Dynamic Node creation in backpropagation networks
- Looks at attempting to find a good number of hidden nodes for a network by starting small and growing the correct number of hidden nodes
- Claims that the approach of training the network then freezing existing nodes before adding new unfrozen nodes does not work well.
- Adding new nodes then retraining the whole network appears to work better
- The technique:
- A one hidden layer network is created with predefined number of hidden nodes
- The network is trained, when the error rate stops decreasing over a number of iterations a new hidden node is added
- Nodes stop being added either when a certain precision is reached or when the error starts increasing on a validation set
- Results: Seems to train in not a significantly longer amount of time than fixed networks and tends to find near optimal solutions
- Remaining questions they want to investigate is how big the new node adding window should be and where nodes should be added in multi layer networks?
Optimal Brain Damage
- After training a standard ANN we can potentially improve speed and generalization performance if we delete some of the nodes/connections
- Optimal brain damage deletes parameters (sets them to 0 and freezes them from future use) based on there impact on the error of the model.

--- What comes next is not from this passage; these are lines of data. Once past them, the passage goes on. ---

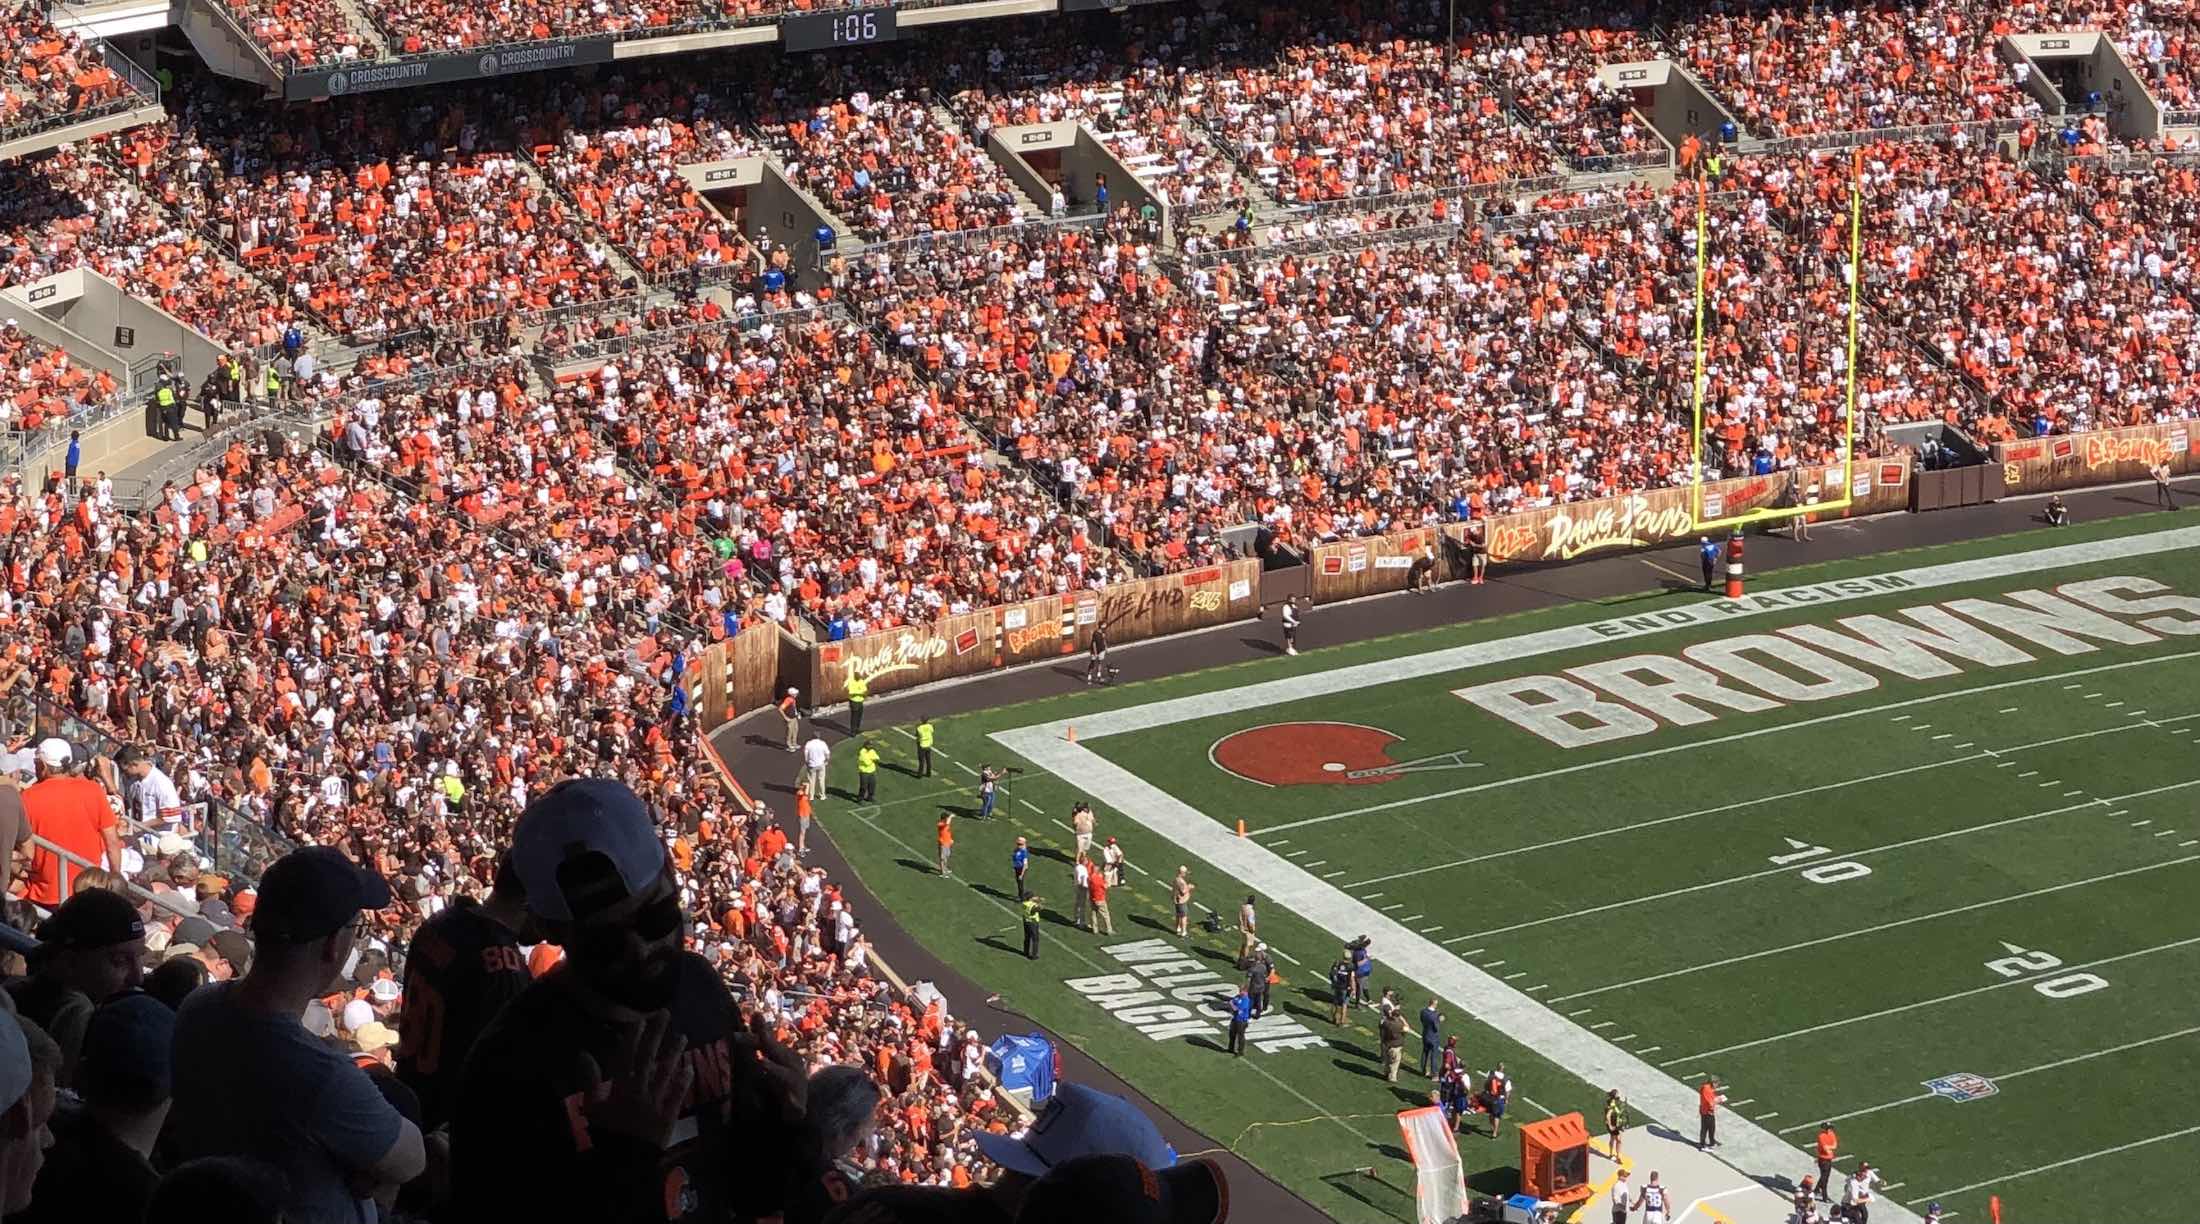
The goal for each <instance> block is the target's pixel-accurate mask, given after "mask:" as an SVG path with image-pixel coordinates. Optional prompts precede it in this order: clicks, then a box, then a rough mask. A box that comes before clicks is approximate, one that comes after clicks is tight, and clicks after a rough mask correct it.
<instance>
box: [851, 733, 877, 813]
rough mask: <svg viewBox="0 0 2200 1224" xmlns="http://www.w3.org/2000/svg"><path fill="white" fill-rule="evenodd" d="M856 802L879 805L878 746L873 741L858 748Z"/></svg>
mask: <svg viewBox="0 0 2200 1224" xmlns="http://www.w3.org/2000/svg"><path fill="white" fill-rule="evenodd" d="M856 801H858V804H878V744H876V742H871V740H865V742H862V746H860V748H856Z"/></svg>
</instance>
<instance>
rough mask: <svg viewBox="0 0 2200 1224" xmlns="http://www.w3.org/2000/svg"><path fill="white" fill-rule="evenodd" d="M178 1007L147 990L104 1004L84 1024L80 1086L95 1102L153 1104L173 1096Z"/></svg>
mask: <svg viewBox="0 0 2200 1224" xmlns="http://www.w3.org/2000/svg"><path fill="white" fill-rule="evenodd" d="M174 1043H176V1013H174V1010H169V1006H167V1004H163V1002H161V999H156V997H152V995H147V993H145V991H125V993H121V995H114V997H112V999H108V1002H103V1004H99V1006H97V1008H95V1010H92V1017H90V1019H88V1021H86V1024H84V1048H81V1052H79V1063H77V1088H79V1090H81V1092H84V1096H86V1099H88V1101H92V1103H95V1105H123V1107H141V1110H150V1107H154V1105H158V1103H161V1101H167V1099H169V1085H172V1081H174V1077H172V1070H174V1063H172V1057H169V1048H172V1046H174Z"/></svg>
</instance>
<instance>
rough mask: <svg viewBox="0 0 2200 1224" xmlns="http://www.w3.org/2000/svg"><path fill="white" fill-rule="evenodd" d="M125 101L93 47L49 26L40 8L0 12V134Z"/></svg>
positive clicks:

- Results: Against the MNIST data it was shown that up to a 5th of parameters could be deleted with no degradation in the training performance and some improvement in the generalization.
The Cascade Correlation Algorithms
- A different approach to evolving structure for neural networks.
- Starts with a network with just fully connected input and output nodes. These are trained using quickprop until error rate stops decreasing.
- Then multiple candidate nodes are created connected to every node except the output nodes(eventually hidden nodes will be added) with different random weights
- These are then all trained to try and maximize the correlation with the output error.
- The candidate with the best correlation is selected
- Repeat training and adding in candidate nodes until stopping point
- Results: Appears to do very well and producing results for things like xor and various other functions that are difficult for normal ANN’s to do.
- It has 2 problems
- Over fitting
- Because the eventual network is a cascade of neurons(later neurons are really deep because they depend on every previous neuron) it runs a lot slower than a normal ANN
- Can also be extended to work on recurrent networks
Cascade-Correlation Neural Networks: A Survey
- Presents some approaches to reducing the problems with cascade correlation.
- Sibling/descendant cascade attempts to reduce the problem with networks going too deep.
- There are 2 pools of candidate neurons, sibling(only connected to neurons in previous layers) and descendant(same as for normal cascade).
- Often siblings do get selected ahead of descendants, reducing the depth of the network
- Says Optimal Brain Damage is effective at pruning the network after structure is discovered this helps with over fitting.
- Knowledge based CCNN are another approach where candidates nodes can be normal functions or fully fledged ANN of there own. This approach sounds a lot of fun, would love more info on how successful it is.
- Rule based CCNN, similar to the above but things like OR and AND operators are used. Again sounds alot of fun would love to know how it performs.